Over a hundred years ago, on 3rd June 1915, you were killed fighting in France. It was a Thursday.
I’m fifty now, and even if you’d survived the Great War, and the Spanish Flu, chances are we’d never have met — you were just 26 when you died, fifty-two years before I was born. You were my maternal grandmother’s uncle; her father Herbert was your brother. Henstocks became Everys, became Whitfields.
My grandmother’s family were Brethen, and so I guess you were too — but how did you square your faith with the war? A corporal in the Sherwood Foresters, you certainly weren’t just a stretcher bearer. When you signed up, had you heard the phrase from HG Wells, that this was “the war to end all wars?” Was that sufficient motivation? Or was it more a love for King and Country, for the other people of Matlock?
The war hadn’t even been going a year when you were killed. Perhaps you, like many, imagined it would be a quick affair. You probably couldn’t have imagined the incredible final toll, and that it would last another three years, five months and eight days from that fateful Thursday.
Millions died in that war to end all wars; millions more in the flu epidemic that followed it. But you weren’t forgotten. Your niece Eileen, my grandmother, remembered you. Not fussily, not with great ceremony, but always by the fireplace in her home, as I grew up decades later, was the memorial plaque bearing your name, and the message “He died for freedom and honour.”
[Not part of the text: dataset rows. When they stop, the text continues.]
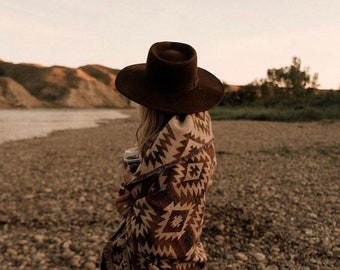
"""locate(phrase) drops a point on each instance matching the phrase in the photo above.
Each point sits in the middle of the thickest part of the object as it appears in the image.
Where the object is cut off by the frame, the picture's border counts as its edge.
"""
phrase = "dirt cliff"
(31, 85)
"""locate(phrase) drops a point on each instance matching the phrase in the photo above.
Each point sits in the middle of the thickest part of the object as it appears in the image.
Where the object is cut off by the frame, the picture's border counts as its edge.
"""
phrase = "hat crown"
(172, 67)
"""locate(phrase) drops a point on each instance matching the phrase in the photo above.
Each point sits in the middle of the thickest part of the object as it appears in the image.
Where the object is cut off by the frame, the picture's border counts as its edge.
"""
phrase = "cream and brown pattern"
(169, 188)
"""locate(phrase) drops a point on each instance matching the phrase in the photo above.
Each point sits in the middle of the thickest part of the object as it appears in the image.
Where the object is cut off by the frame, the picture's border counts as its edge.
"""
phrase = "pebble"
(241, 256)
(76, 261)
(313, 215)
(219, 239)
(272, 267)
(12, 252)
(39, 238)
(259, 256)
(90, 266)
(68, 254)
It saddens me to say that while your memory lived, the hopes and aspirations of many of those sacrificed did not. Twenty one years after the Armistice, the world tumbled into war once more, and an even more shocking catalogue of horrors was unleashed. Eileen’s husband was amongst one of the earliest to arrive at Belsen and see the atrocities committed there.
Over the years there have been more wars, and more atrocities; the world has changed so much since you died — in the same year that my other grandmother was born — but one thing that has not diminished is man’s capacity to do evil to others.
On the hundredth anniversary of your death, my mother and I paid our second visit to your grave in the cemetery in Bailleul, to remember and acknowledge the sacrifice you made. And this year, 103 years on, and exactly 100 years since the end of the war to end all wars, I’m wearing a white poppy, in the hope that the peace you fought for will, one day, finally come.